Pada akhir tahun 1970-an, berkah dari meroketnya harga minyak dunia, Pemerintah Orba memaklumkan proyek buku bacaan anak yang populer disebut Proyek Inpres. Pada masa ini para sastrawan ikut berkontribusi menulis buku anak dan penulis-penulis buku anak yang baru turut meramaikan industri buku dengan karya-karyanya.
Nama-nama populer dalam jagat perbukuan anak di antaranya Dwianto Setiawan, Djoko Lelono, Bung Smas, C.M. Nas, hingga sastrawan kawakan, seperti Titie Said, Arswendo Atmowiloto, dan Toha Mohtar. Banyak anak Indonesia bertumbuh kembang dengan karya-karya para penulis itu, tidak terkecuali karya penulis asing.
Enid Blyton, Hans Christian Andersen, Karl May, Beatrix Potter adalah di antara nama-nama penulis asing yang karyanya juga dinikmati anak-anak tahun 1970-1980-an.
Tahun-tahun sebelum merebaknya internet itu, kegiatan membaca buku konvensional pada anak begitu meriah. Kini, tantangannya ekstrem berubah ketika para orangtua harus berhadapan dengan "musuh" membaca yang lain di dunia maya, seperti Youtube, gim (game), dan media sosial.
Apakah anak-anak kini juga gemar membaca buku? Bagaimana dengan buku elektronik? Belum ada riset yang serius soal ini dilakukan pemerintah atau asosiasi terkait sehingga angka-angka valid belum tersedia.
Satu survei yang pernah dilakukan Nielsen Consumer and Media View (NCMV) tahun 2016 pada anak-anak Indonesia rentang usia 10-14 tahun dan 15-19 tahun (17.000 responden di 11 kota besar), menunjukkan bahwa aktivitas membaca media cetak hanya tinggal 4% . Adapun membaca buku dibandingkan aktivitas lain (berolahraga, menonton TV, mendengarkan musik, meramban internet) menempati posisi buntut hanya 11%.
Dari sini tergambar tantangan para penulis dan penerbit buku anak kini yaitu bagaimana dapat mencuri perhatian Generasi Milenial untuk membaca. Begitupun orangtua bagaimana menanamkan kebiasaan membaca buku pada anak.
Tentu saja pengaruh bacaan itu eksistensinya tidak perlu dipertanyakan lagi. Namun, apakah para penulis buku anak kini paham dan mampu bagaimana menulis buku anak yang menancapkan pengaruh? Baik fiksi maupun nonfiksi?

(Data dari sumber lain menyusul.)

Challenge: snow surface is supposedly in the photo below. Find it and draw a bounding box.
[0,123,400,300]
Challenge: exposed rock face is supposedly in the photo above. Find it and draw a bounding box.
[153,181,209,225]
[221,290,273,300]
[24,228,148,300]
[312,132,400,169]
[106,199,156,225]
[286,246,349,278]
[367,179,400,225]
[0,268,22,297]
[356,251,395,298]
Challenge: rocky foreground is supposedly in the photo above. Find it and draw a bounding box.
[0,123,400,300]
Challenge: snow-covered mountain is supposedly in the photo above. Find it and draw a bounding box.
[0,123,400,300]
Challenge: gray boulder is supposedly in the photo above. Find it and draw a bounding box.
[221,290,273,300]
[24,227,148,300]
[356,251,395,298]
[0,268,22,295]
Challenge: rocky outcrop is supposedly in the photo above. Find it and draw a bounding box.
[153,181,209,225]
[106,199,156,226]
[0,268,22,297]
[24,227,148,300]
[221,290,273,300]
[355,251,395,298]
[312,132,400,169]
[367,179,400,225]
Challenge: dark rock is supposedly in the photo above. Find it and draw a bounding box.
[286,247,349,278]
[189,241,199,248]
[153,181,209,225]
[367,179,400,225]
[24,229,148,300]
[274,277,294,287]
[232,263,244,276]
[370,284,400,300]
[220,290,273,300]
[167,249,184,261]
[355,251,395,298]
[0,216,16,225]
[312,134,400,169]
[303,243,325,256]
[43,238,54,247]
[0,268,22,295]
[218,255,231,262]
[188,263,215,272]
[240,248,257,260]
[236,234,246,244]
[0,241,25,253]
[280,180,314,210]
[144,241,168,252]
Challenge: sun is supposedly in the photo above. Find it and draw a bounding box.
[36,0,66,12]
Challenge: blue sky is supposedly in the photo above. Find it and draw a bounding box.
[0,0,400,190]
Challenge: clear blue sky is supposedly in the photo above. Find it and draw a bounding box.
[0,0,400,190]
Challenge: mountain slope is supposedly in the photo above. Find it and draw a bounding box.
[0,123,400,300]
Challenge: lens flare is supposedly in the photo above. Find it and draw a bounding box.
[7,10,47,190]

Kreativitas dan inovasi adalah jawaban nomor satu. Ide saja tidak cukup apabila hanya menghasilkan karya biasa, apalagi sudah banyak ditulis orang lain.
Nomor dua adalah konsistensi dalam berkarya bagi para artisan buku anak, baik itu penulis, ilustrator, maupun desainer buku anak. Konsistensi untuk terus belajar dan bereksperimen dengan ide-ide kreatif.